An international collaboration led by the Deutsches Elektronen-Synchrotron (DESY; Hamburg, Germany) has conducted scientific experiments at the European XFEL x-ray laser that reveal a previously unknown structure of an enzyme responsible for antibiotics resistance.
The 3.4-km-long European XFEL is designed to deliver x-ray flashes every 220 ns. To unravel the three-dimensional (3D) structure of a biomolecule, such as an enzyme, the pulses are used to obtain flash x-ray exposures of tiny crystals grown from that biomolecule. Each exposure gives rise to a characteristic diffraction pattern on the detector. If enough such patterns are recorded from all sides of a crystal, the spatial structure of the biomolecule can be calculated. The structure of a biomolecule can reveal much about how it works.
However, every crystal can only be x-rayed once since it is vaporized by the intense flash (after it has produced a diffraction pattern). So, to build up the full 3D structure of the biomolecule, a new crystal has to be delivered into the beam in time for the next flash, by spraying it across the path of the laser in a water jet. The fastest pulse rate so far of any such x-ray laser has been 120 flashes/s. To probe biomolecules at full speed, not only the crystals must be replenished fast enough—the water jet is also vaporized by the x-rays and has to recover in time.
"We revved up the speed of the water jet carrying the samples to 100 m/s, that's about as fast as the speed record in formula 1," explains Max Wiedorn, who took care of the sample delivery together with his colleague Dominik Oberthür, both from the Center for Free-Electron Laser Science (CFEL; also in Hamburg). A specially designed nozzle made sure the high-speed jet would be stable and meet the requirements.
To record x-ray diffraction patterns at this fast rate, an international consortium led by Heinz Graafsma, who heads the detector group at DESY's photon science division and is also a professor at Mid Sweden University (Sundsvall, Sweden), designed and built a custom x-ray camera for the European XFEL. The Adaptive Gain Integrating Pixel Detector (AGIPD) can not only record images as fast as the x-ray pulses arrive, it can also tune the sensitivity of every pixel individually, making the most of the delicate diffraction patterns in which the information on the structure of the sample is encoded.
The scientists first determined the structure of a very well-known sample, the enzyme lysozyme from egg white, as a touchstone to verify the system worked as expected. Indeed, the structure derived at the European XFEL perfectly matches the known lysozyme structure, showing details as fine as 0.18 nm.

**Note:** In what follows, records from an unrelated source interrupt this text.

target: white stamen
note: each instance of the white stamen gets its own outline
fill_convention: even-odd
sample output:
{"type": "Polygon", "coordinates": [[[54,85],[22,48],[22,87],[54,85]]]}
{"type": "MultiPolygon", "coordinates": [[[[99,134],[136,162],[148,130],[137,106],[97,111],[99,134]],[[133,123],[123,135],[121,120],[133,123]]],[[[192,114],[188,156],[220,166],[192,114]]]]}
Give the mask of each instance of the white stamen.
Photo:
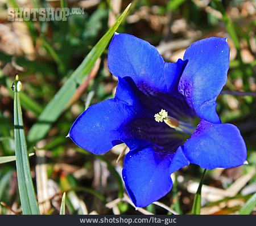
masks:
{"type": "Polygon", "coordinates": [[[243,162],[243,164],[244,164],[244,165],[248,165],[248,164],[249,164],[249,163],[248,163],[247,161],[245,161],[243,162]]]}
{"type": "Polygon", "coordinates": [[[162,109],[161,111],[155,114],[155,120],[158,122],[163,122],[163,120],[168,116],[168,112],[166,110],[162,109]]]}

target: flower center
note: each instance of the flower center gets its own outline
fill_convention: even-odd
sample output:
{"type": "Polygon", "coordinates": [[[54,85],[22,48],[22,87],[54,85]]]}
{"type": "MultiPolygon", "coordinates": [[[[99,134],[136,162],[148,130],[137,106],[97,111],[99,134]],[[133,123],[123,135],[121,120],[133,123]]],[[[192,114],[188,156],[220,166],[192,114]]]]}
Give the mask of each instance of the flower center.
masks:
{"type": "Polygon", "coordinates": [[[171,128],[175,129],[176,130],[185,133],[192,135],[196,128],[190,122],[179,121],[173,117],[168,116],[168,112],[164,109],[155,114],[155,120],[158,122],[163,122],[163,121],[168,125],[171,128]]]}

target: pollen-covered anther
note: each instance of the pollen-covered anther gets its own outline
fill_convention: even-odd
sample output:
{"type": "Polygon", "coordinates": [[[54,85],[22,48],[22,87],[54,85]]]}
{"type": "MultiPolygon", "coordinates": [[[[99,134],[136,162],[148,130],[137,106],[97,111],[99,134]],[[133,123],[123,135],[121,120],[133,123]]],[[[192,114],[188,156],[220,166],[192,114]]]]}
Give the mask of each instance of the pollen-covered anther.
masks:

As their second target, the team chose a bacterial enzyme that plays an important role in antibiotics resistance. The molecule designated CTX-M-14 β-lactamase was isolated from the bacterium Klebsiella pneumoniae whose multidrug-resistant strains are a grave concern in hospitals worldwide. Two years ago, even a pandrug-resistant strain of Klebsiella pneumoniae was identified in the U.S., according to the Centers for Disease Control and Prevention (CDC), unaffected by all 26 commonly available antibiotics.
The bacterium's enzyme CTX-M-14 β-lactamase is present in all strains. It works like a molecular pair of scissors cutting lactam rings of penicillin derived antibiotics open, thereby rendering them useless. To avoid this, antibiotics are often administered together with a compound called avibactam that blocks the molecular scissors of the enzyme. Unfortunately, mutations change the form of the scissors. "Some hospital strains of Klebsiella pneumoniae are already able to cleave even specifically developed third generation antibiotics," explains Christian Betzel, co-author of the paper and also a professor at the University of Hamburg. "If we understand how this happens, it might help to design antibiotics that avoid this problem."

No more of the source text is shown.